An (Over-Engineered) Clone of Apple's Scribble
Jan 26, 2026Updated: Jan 26, 2026
Intro
At the 2016 WWDC, Apple premiered a new way to communicate on Apple Watch called
Scribble.
Scribble lets you draft text messages by using your finger to draw text directly onto the small screen of the watch. While not the fastest way to communicate, it enabled quiet, accurate
writing under the constraints of the device: a small screen, weak processor, and
273 mAh battery.
This feature was super satisfying when it first came out. After 2 minutes of
playing with it, I just wanted to know how they did it! And to be honest, the precise answer
to that question still eludes me. But in this post, I’ll present one way to
recreate the same functionality, using the path of your mouse cursor as the
input.
It's important to caveat that I'm a hammer, and to me every nail looks like
a machine learning problem. In any case, I hope you'll find my solution fun and
straightforward. I'll continue building on this project as a test-bed for some
ideas in meta learning I'm eager to play with.
Try it out!
Move mouse over canvas to draw, pausing briefly between characters. You can click to reset a stroke.
This widget records your cursor's velocity as you drag it across the canvas and forwards
that data to
api.hectorastrom.com,
where the mouse velocity data is processed by a 1.2MB CNN hosted on an AWS
t3.small
instance in a couple of milliseconds. Most of the latency comes from the back-and-forth between AWS and your browser.####
How It Works
I don't actually know how scribble works on the Apple Watch - that's all
proprietary. It's certainly different from my version; after all, the engineers at
Apple were presented with much tighter constraints when building
their version than I was. However, that's also the reason this project could be built in a
few evenings of excited hacking, rather than by a team of payed engineers over XX months.

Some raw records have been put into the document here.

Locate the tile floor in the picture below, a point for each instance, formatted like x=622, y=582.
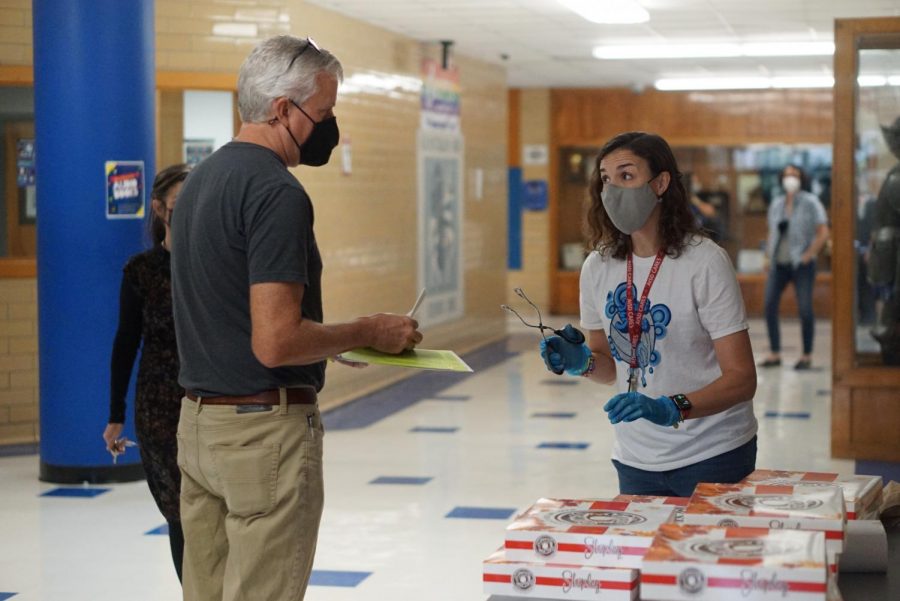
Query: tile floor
x=421, y=480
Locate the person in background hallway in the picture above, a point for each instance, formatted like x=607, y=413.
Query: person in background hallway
x=246, y=286
x=798, y=229
x=666, y=322
x=145, y=315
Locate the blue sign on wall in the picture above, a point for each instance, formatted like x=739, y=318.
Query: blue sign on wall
x=124, y=189
x=534, y=196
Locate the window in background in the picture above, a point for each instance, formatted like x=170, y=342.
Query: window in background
x=18, y=208
x=208, y=123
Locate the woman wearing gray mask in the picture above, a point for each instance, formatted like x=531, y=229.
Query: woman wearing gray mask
x=798, y=229
x=666, y=323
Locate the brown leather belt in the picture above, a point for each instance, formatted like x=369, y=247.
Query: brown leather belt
x=296, y=396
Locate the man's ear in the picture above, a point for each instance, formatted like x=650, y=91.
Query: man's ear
x=280, y=108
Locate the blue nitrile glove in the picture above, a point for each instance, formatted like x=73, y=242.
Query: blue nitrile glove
x=629, y=406
x=560, y=355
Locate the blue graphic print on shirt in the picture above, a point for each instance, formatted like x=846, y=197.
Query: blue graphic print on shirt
x=654, y=325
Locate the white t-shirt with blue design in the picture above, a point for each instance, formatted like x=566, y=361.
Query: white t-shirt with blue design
x=694, y=300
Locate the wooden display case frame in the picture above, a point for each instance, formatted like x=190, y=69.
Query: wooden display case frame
x=865, y=411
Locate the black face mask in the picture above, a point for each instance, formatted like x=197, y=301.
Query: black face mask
x=316, y=150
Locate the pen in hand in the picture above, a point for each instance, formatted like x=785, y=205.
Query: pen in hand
x=119, y=447
x=412, y=312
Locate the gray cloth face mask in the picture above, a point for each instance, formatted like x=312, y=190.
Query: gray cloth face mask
x=629, y=208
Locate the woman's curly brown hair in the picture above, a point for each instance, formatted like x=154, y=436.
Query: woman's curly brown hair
x=676, y=221
x=162, y=183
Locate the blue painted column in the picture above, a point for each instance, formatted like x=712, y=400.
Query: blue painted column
x=94, y=80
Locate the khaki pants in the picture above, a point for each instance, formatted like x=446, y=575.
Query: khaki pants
x=251, y=500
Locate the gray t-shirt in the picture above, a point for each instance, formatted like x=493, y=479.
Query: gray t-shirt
x=241, y=219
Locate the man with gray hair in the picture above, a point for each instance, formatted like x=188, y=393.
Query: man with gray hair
x=246, y=275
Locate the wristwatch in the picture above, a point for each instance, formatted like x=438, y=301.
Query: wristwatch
x=683, y=404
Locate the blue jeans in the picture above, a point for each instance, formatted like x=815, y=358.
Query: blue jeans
x=804, y=277
x=728, y=468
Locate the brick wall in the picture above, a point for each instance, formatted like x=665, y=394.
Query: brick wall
x=18, y=361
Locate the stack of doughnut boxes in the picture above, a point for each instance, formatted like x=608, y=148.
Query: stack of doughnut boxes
x=775, y=535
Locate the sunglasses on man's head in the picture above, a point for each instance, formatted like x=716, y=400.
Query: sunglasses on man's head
x=310, y=43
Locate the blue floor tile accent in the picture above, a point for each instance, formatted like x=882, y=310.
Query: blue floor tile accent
x=435, y=430
x=788, y=414
x=75, y=492
x=337, y=578
x=161, y=530
x=401, y=480
x=451, y=397
x=481, y=513
x=426, y=385
x=555, y=414
x=888, y=470
x=578, y=446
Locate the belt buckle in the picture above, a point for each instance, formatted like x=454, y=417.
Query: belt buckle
x=258, y=408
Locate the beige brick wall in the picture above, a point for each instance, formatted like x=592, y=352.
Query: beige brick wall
x=18, y=361
x=366, y=222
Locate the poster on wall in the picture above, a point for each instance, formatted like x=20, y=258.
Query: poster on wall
x=440, y=97
x=195, y=150
x=25, y=162
x=440, y=178
x=124, y=189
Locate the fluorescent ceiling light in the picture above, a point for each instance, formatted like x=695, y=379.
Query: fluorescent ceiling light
x=867, y=81
x=644, y=51
x=788, y=49
x=608, y=11
x=758, y=83
x=674, y=51
x=712, y=83
x=815, y=81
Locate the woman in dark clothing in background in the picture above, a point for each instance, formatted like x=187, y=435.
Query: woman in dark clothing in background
x=145, y=315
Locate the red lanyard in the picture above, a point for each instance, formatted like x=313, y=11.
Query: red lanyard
x=634, y=321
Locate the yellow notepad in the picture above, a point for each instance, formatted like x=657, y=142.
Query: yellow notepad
x=417, y=359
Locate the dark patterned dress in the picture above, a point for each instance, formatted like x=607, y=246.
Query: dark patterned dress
x=145, y=315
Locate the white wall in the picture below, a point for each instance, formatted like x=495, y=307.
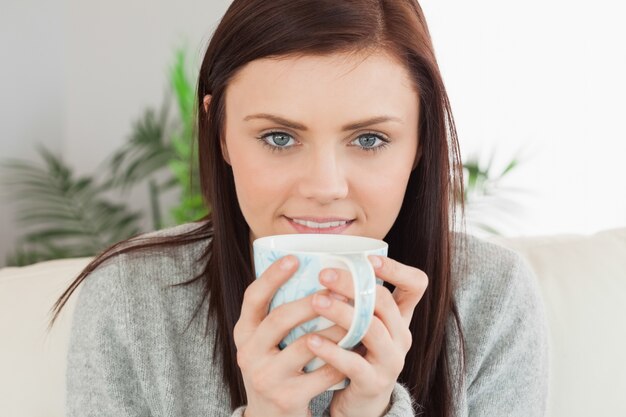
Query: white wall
x=545, y=76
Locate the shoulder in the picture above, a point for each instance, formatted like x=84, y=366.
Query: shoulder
x=143, y=275
x=499, y=304
x=486, y=276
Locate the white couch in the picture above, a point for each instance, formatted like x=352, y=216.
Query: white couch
x=583, y=283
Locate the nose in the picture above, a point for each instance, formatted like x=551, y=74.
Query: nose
x=323, y=178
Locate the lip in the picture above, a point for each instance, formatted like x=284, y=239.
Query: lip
x=329, y=230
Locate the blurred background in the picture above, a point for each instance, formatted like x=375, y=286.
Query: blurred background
x=537, y=90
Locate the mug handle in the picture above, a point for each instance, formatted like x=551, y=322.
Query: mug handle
x=364, y=294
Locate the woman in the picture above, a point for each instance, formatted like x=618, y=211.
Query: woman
x=327, y=117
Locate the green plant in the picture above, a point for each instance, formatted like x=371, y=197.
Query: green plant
x=63, y=216
x=489, y=205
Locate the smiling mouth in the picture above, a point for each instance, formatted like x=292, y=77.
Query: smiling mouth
x=309, y=226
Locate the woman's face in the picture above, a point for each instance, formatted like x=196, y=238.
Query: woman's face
x=321, y=139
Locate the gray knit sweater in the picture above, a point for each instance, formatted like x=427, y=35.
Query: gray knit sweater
x=130, y=355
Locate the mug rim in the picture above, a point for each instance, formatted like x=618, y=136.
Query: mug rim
x=268, y=242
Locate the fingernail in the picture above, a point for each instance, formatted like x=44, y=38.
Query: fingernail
x=321, y=300
x=376, y=261
x=286, y=263
x=329, y=276
x=315, y=340
x=338, y=296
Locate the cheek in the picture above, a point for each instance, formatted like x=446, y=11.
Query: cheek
x=258, y=183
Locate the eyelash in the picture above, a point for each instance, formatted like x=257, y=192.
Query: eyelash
x=385, y=141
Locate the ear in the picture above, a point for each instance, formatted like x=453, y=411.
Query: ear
x=207, y=102
x=418, y=156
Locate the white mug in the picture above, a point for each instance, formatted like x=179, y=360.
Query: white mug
x=316, y=252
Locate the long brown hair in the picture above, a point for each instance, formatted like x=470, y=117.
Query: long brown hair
x=422, y=233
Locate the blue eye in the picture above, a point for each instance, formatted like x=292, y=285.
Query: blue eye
x=277, y=140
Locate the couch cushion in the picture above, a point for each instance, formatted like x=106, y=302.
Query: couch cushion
x=583, y=282
x=32, y=361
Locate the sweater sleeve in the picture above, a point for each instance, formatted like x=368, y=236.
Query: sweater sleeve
x=512, y=376
x=101, y=379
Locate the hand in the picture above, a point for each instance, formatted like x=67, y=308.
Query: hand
x=387, y=341
x=274, y=381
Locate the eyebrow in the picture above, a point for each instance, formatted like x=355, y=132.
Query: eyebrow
x=300, y=126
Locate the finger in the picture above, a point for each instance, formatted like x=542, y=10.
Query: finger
x=318, y=381
x=259, y=293
x=297, y=354
x=282, y=320
x=385, y=309
x=410, y=283
x=377, y=339
x=348, y=363
x=338, y=280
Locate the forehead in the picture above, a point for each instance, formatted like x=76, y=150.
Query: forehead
x=325, y=86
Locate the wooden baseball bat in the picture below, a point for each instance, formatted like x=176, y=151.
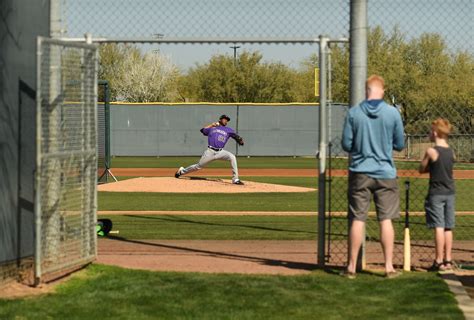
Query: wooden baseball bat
x=406, y=241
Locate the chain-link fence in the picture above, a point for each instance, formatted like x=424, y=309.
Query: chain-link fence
x=103, y=133
x=66, y=174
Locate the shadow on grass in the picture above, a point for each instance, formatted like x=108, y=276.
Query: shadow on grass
x=264, y=261
x=180, y=219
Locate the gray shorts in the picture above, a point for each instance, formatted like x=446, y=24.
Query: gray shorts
x=440, y=211
x=386, y=197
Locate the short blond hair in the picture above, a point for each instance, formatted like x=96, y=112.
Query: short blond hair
x=442, y=127
x=375, y=80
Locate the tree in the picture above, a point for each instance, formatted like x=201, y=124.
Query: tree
x=246, y=80
x=424, y=76
x=138, y=77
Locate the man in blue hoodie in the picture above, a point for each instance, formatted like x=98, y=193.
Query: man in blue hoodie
x=372, y=130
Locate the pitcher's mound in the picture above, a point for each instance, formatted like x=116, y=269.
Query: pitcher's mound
x=194, y=185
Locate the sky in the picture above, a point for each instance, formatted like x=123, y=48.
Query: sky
x=453, y=19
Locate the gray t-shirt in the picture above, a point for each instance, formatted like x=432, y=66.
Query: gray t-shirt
x=441, y=172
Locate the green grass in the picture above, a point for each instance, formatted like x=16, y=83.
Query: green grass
x=103, y=292
x=252, y=162
x=137, y=201
x=187, y=227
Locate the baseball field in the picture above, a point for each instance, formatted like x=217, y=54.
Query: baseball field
x=243, y=255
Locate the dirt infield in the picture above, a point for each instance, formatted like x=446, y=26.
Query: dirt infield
x=168, y=172
x=194, y=185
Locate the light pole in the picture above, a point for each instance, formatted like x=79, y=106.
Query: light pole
x=235, y=53
x=235, y=47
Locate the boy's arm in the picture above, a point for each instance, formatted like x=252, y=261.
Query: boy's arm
x=425, y=162
x=398, y=134
x=347, y=134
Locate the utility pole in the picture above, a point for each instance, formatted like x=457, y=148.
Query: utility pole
x=235, y=47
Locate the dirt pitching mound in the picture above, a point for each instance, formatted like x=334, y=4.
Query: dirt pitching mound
x=194, y=185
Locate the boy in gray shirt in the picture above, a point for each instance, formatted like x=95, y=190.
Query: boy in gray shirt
x=439, y=204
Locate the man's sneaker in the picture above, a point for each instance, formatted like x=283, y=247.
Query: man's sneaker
x=178, y=173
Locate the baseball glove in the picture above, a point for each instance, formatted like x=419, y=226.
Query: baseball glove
x=239, y=140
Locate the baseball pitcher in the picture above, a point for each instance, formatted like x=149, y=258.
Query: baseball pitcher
x=217, y=136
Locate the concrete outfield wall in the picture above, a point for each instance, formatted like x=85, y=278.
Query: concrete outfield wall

In this section, I'll describe how my version of scribble (the one you
tried above) works. This is a simple, fullstack ML project, but it's principles
& process are very universal. To see the code and read about my attempts, visit
the repo.
Pipeline
Scribble records mouse velocity data (either on device using
pynput, or in
browser with JavaScript), integrates the velocity data into positional data,
converts that positional data into a 28x28 image, and passes it through a
300K param CNN of 53 classes (a-z, A-Z and space). We sample the most likely
class as the letter prediction.There are a couple oddities in that pipeline that deserve some justification:
- Why do we record with velocity, if we're integrating to position anyway?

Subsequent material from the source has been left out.